“I have been here before.”

Saying it’s been “a blur” is true though maybe undescriptive.  Emily and Chege picked me up from the airport, and as soon as I saw Emily, I said, Do you remember me?  And she was quiet but said yes, although I didn’t know her that well from before.  Sophie was at the guest house–the best at cooking, and always smiling.  She definitely remembered me and I hugged her and she continued to smile at basically everything for the few days I was there in Nairobi.

Nairobi is still loud and intense and not the most navigable place with luggage, and this is what Brenda was talking about the day she kept telling us over and over again in class, “Uwe mwangalifu!” be careful!, but at the same time people can be helpful in a way that’s  memorable and a little piercing, and then you get where you need to go.  Like these two guys on the matatu to Nakuru, one kind of mzee, a bit older, who bought apples and grilled corn and then shared them with me, so I gave them some almonds, which they were a little suspicious of at first but eventually ate.

Arriving here was action- and waiting-packed, waiting for Brenda’s sister Purity and her friend and Brenda’s friend Matthew, who drove us to my new place and then to the bank and then to dinner.  It was surprising but  at the same time not suprising that we stopped with the real estate agent at a restaurant where I had eaten before, despite having only ever spent 1.5 days in Nakuru in 2012.  “Like” the beginning of BR when Charles reaches “C” company lines, although not as poignant, but I could at least say, “I have been here before” and laugh, seeing an orange and white tent which confirmed it.  I had been there with Dr. K and others for this UN Conference on Women & Peacebuilding, which was so interesting even though I was dead tired at the time, like everyone else.  We ate lunch at this same place with some women from the same NGO I will be working with this time around; and one was telling us about how Kikuyu women had started referring to the new constitution by a name meaning “protector or mother,” in Kikuyu, I think “Wambũi.”

Thinking about being here before, I’m excited to visit Meru, especially to see little Mutuma (although at the same time everyone) because he cackles when he plays cards and wins without even trying.  (Daddy really liked that anecdote, remarking that it was so good, that that kid had such a memory and was so resilient (and beating me at cards).)

The next day we went into town again so I could pay my deposit and I had a good reunion with what is probably my favorite Kenyan food, mukimo, seriously, it’s amazing.


I am living a little outside of town near a primary school, where all the kids are freaking out so far, so I can’t talk to them yet, but hopefully we’ll get there.  It’s stark already in comparison with Zanzibar, remembering how there were so many tourists which made all of our relationships so shaded and at times constrained by those dynamics.  It feels easier already, though of course it’s also hard to adjust to so many people, usually young women, not making eye contact with you and then at times the opposite in town, the boda guys asking where do you want to go?

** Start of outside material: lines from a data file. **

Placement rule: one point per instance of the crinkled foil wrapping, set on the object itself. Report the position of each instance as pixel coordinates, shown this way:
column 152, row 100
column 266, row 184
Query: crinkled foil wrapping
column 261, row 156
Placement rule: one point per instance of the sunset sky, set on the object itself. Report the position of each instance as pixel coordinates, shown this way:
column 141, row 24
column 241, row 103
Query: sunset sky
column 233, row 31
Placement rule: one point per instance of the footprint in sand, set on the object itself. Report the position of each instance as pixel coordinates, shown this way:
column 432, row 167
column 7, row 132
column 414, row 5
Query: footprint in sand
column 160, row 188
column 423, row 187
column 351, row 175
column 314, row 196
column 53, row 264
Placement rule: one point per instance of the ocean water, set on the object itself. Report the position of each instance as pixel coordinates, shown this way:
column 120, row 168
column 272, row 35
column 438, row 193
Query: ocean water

The scenery is beautiful, overlooking Lake Nakuru, and as I walk downhill towards the lake, which is beyond some trees and hills, I wonder how far I can go without reaching the game park???  Hopefully there is a reasonable way to find out, but I see no fences, and I think you reach it from the other side.


From the road


View from my kitchen; why my neighborhood sometimes reminds me of Germany


My apartment (complex); who are my neighbors????

My furniture’s a little ridiculous, but at least I had no furnishing to do.

IMG_0217 IMG_0218


So now the dust settles and I pick back up again.  It will be getting cooler and rainy soonand after 2013’s endless summer, I feel I either want or deserve cooler weather.